Guilty necessity: The hardware challenge

When it comes to reporting on technology innovation, you can’t go wrong bookmarking Gizmodo or throwing some dollars toward a Wired magazine subscription. So when Gizmodo editor Joel Johnson wrote the cover story for Wired in March 2011, I thought I’d better take a look.

1 Million Workers. 90 Million iPhones. 17 Suicides. Who’s to Blame?” discussed the high suicide rates at the Foxconn plants in China where long work days, huge productivity expectations and a “gated” living environment are pushing some workers literally off the tops of buildings.

While talk of factory working conditions is unfortunately not a new story, the tone that Johnson took was one of guilty necessity. These factories that pump out millions of technology products are part of a machine we can’t stop: “Every consumer good has a cost not borne out by its price but instead falsely bolstered by a vanishing resource economy. We squander millions of years’ worth of stored energy, stored life, from our planet to make not only things that are critical to our survival and comfort but also things that simply satisfy our innate primate desire to possess.” Johnson offers no solution to the problem, but acknowledges his role in it. That’s good, but it’s only half the job.

There are very positive uses for technology in the world – we employ them as shining examples during our annual Net Change Week. I even wrote a post recently about the vast number of mobile technologies now helping countries build democracy and sustain development. I, like Joel Johnson, love it when technology can be used for positive social change.
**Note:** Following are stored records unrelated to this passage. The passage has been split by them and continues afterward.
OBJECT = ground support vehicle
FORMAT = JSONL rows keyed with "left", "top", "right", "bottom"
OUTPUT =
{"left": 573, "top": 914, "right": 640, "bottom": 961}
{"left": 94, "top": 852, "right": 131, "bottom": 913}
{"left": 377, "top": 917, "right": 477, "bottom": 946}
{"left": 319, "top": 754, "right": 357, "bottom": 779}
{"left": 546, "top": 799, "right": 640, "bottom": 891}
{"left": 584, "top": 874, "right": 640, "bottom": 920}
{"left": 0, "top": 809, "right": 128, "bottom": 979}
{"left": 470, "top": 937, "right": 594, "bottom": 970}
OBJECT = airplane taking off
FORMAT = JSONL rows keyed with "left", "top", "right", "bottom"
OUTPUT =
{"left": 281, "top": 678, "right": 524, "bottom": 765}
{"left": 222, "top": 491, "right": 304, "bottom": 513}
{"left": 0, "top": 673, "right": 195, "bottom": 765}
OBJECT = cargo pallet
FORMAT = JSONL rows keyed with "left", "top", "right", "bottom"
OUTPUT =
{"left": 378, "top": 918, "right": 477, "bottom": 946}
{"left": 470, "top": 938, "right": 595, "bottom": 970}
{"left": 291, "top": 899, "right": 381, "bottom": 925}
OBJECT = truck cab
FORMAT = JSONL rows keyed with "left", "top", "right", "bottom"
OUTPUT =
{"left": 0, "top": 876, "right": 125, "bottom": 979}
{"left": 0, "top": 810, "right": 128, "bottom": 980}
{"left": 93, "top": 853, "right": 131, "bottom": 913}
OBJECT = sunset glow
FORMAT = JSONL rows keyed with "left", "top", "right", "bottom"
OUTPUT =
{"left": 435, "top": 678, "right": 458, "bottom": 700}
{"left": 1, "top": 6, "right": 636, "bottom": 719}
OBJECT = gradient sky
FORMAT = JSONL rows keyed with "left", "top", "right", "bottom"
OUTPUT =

What stops my enthusiasm in its tracks, however, is that while clever entrepreneurs program their way to community impact, the hardware dilemma remains unchallenged. Regardless of what we do with the iPhones, they are still mass produced by an increasingly desperate workforce.

Coupled with this production dilemma is the questionable component supply chain. Many of us know that the mineral tantalum is used inside most of the mobile phones, laptops and other electronics that we use. The Eastern Congo’s hillsides are rich in tantalum and its extraction is partly blamed on fuelling the ongoing civil war there.

The conflict in the Democratic Republic of Congo (DRC) has claimed more than 5.4 million lives since it began in the late 1990s. Now centered in the east of the country, it involves a range of militant groups – local militias, Congolese and Rwandan rebels, and the Congolese army – that use control over the country’s rich mineral deposits as a source of financing (see: Conflict Minerals and the Democratic Republic of Congo).

Electronics companies, governments and human rights organizations have been developing methods to prevent the sale of tantalum and other “conflict minerals” as they’re called, which seems a step in the right direction. While opportunities for social and ecological development are squandered by the local militias at the expense of the local people, accessing tantalum from other areas seems like the best stop-gap solution.

However, I still wonder how we can build this hardware and remove the desperation and conflict altogether? If we’re so connected to what the technology can do, we must now challenge ourselves to innovate in its production.

There are so many great technology applications being used around the world to leverage the efforts of peace, democracy and sustainability movements. The opportunity now seems to be in how we can complete the knowledge economy revolution circle and offer a fair trade technology solution to the world.